Trump and his lawyers have aggressively asserted his executive power as president. They say the president can fire officials who hold executive or policy-making positions throughout the government, including those in agencies which were given independent authority by Congress.
The Office of Special Counsel was created by Congress in 1978.President Jimmy Carter signed the bill into law and said the new independent agency would defend federal employees who suffered abuse or exposed wrongdoing.
The agency has 29 employees and and keeps a rather low profile.Last year, President Biden appointed North Carolina attorney Hampton Dellinger to a five-year term as head of the agency, and he was confirmed by the Senate.
On Feb. 7, Trump's personnel director sent him a one-sentence email saying he had been terminated immediately.
He sued arguing that his firing was in "flagrant disregard" of the law.

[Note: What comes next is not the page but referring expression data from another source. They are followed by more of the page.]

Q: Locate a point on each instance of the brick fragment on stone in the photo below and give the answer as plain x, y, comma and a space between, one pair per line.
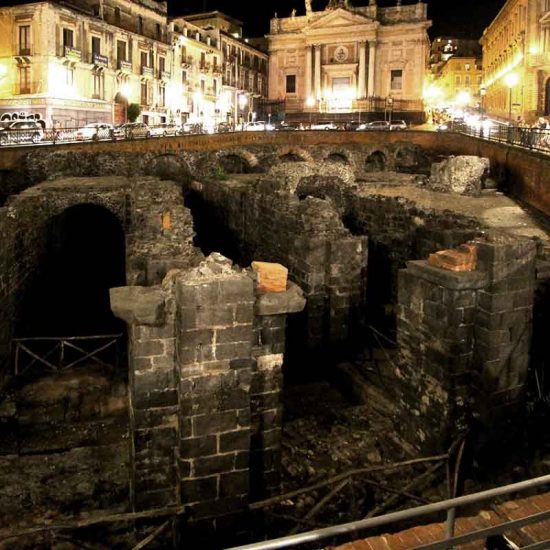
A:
270, 277
463, 258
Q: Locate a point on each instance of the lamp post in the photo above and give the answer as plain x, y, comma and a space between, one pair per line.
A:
482, 93
243, 101
511, 79
310, 103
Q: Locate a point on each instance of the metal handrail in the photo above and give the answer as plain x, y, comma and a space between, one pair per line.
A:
412, 513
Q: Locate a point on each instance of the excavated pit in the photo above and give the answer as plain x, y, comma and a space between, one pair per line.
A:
345, 229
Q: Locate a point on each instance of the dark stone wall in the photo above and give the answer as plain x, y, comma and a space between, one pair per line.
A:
309, 238
159, 233
464, 340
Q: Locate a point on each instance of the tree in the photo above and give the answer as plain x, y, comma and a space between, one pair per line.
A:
133, 111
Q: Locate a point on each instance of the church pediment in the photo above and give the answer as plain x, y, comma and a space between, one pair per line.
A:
337, 19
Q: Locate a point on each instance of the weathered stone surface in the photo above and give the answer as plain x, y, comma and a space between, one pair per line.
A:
463, 258
276, 303
270, 277
138, 305
461, 174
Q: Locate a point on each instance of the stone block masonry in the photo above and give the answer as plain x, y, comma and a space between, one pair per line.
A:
464, 340
206, 353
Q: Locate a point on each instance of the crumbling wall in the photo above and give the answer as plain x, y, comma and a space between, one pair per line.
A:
205, 364
464, 336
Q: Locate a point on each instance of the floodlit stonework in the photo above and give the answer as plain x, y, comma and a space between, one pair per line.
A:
344, 58
516, 57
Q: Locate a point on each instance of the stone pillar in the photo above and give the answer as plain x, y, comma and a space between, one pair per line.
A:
372, 67
271, 311
153, 394
435, 334
504, 320
318, 90
309, 72
214, 342
361, 91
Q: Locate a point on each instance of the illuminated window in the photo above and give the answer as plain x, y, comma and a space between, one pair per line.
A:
144, 94
121, 50
25, 80
290, 83
25, 40
396, 79
96, 45
68, 38
98, 86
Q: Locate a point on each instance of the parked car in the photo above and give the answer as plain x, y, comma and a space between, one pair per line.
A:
224, 127
20, 131
398, 125
324, 125
285, 127
132, 130
191, 128
375, 125
95, 131
164, 129
258, 126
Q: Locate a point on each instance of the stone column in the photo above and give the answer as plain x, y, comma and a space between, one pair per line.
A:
362, 71
317, 71
309, 71
372, 63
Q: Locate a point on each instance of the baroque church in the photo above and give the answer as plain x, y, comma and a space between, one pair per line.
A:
347, 57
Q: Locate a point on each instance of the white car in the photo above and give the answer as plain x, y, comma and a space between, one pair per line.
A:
94, 131
258, 126
327, 125
398, 125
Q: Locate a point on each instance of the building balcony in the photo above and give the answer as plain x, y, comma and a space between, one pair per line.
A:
539, 59
124, 66
73, 54
147, 72
187, 62
99, 60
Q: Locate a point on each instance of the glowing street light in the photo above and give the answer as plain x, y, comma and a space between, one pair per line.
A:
511, 80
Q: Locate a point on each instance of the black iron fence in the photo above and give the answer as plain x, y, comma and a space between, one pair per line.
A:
61, 353
531, 138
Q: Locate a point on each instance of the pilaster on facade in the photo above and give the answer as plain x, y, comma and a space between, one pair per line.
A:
349, 54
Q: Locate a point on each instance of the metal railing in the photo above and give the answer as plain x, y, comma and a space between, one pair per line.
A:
535, 139
352, 528
62, 353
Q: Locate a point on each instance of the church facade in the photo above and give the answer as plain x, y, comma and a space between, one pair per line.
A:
347, 58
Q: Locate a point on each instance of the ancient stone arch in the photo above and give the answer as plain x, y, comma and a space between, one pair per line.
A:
290, 151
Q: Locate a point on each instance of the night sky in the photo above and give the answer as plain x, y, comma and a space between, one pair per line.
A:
461, 18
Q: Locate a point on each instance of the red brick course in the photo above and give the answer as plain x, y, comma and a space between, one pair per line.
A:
425, 534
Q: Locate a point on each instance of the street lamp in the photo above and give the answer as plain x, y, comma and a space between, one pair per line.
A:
310, 103
511, 80
482, 93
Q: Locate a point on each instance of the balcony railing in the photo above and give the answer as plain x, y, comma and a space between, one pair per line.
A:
99, 60
124, 66
147, 71
72, 53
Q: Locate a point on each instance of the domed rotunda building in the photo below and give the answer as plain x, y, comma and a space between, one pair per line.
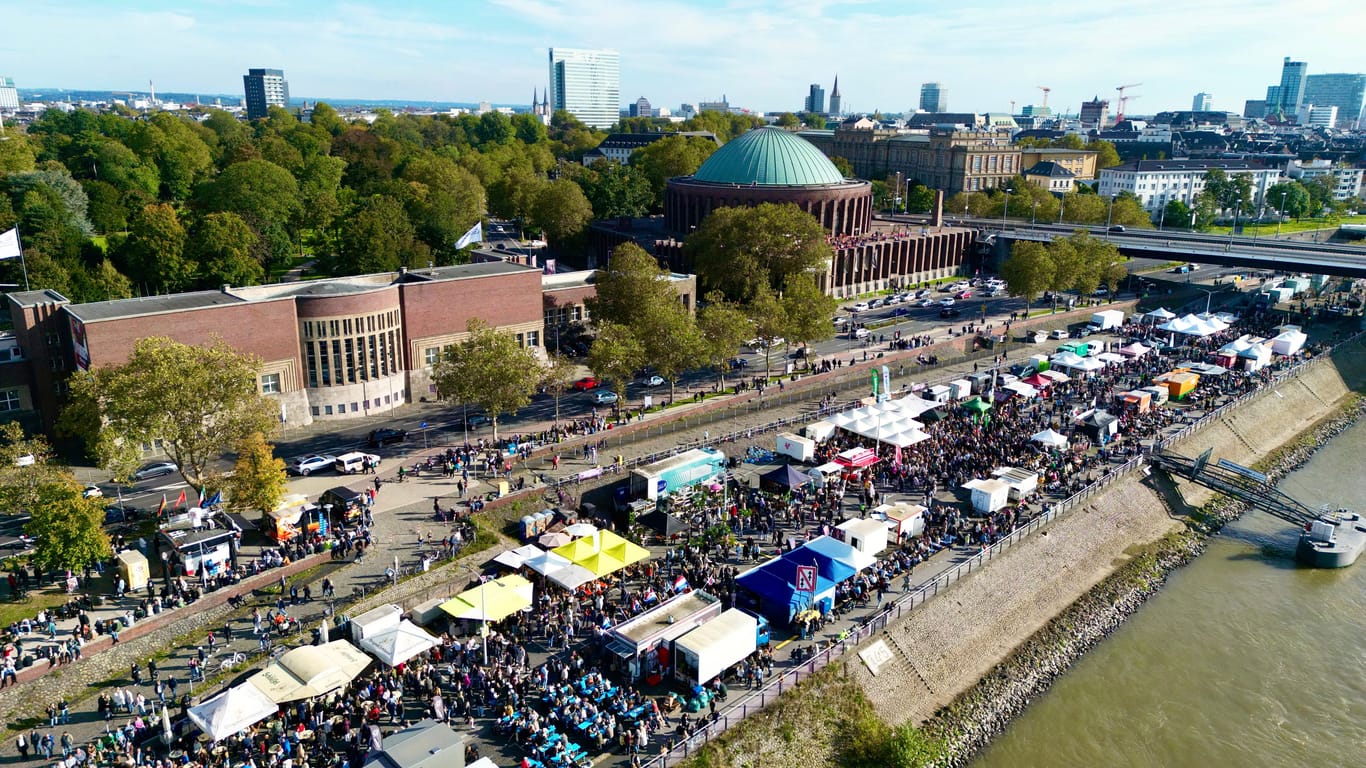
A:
769, 166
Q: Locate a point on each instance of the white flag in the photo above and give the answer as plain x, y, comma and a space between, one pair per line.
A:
10, 243
474, 235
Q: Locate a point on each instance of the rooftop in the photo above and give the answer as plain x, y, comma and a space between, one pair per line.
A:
118, 309
769, 156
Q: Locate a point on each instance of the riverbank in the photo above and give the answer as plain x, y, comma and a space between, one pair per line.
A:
982, 712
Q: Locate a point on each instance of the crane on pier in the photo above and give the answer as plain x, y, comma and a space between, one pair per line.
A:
1123, 100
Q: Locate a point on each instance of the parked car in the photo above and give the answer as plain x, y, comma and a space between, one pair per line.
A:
385, 436
303, 466
153, 469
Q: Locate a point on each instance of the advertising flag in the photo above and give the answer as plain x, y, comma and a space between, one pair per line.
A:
10, 245
474, 235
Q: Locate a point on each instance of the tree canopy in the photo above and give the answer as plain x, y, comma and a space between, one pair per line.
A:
196, 402
743, 250
488, 369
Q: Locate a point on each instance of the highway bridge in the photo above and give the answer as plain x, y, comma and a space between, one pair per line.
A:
1250, 253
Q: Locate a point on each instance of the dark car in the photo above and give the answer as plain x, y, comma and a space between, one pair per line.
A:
385, 436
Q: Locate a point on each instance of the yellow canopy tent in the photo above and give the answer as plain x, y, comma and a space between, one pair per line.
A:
578, 550
492, 600
601, 563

Judge Jackson put his firing on hold temporarily.
The U.S. court of appeals refused, by 2-1 vote, to set aside her order. Trump's acting solicitor general Sarah Harris sent an emergency appeal to Chief Justice John G. Roberts on Sunday.
She called the judge's temporary reinstatement of Dellinger "an unprecedented assault on the separation of powers that warrants immediate relief."
Roberts has written several opinions holding that the president has the broad authority to remove officials who wield executive power.
Conservatives refer to this as independent executive theory which holds that the Constitution gave the president the power to control all the executive officers of the U.S. government.
"Under our Constitution, the 'executive power'—all of it—is vested in a President," he wrote in 2020. That means he has a nearly "unrestricted removal power" over officials who wield executive or policy-making authority, he said.
That decision said the president was free to remove the head of the Consumer Finance Protection Bureau, even though Congress had said the appointed director could be fired only for cause. Trump's lawyers cited that precedent as confirming the president's authority over agency officials like Dellinger.
The chief justice's 2020 opinion did not overrule earlier decisions that said Congress could establish multi-member commissions or boards whose members would be appointed for fixed terms.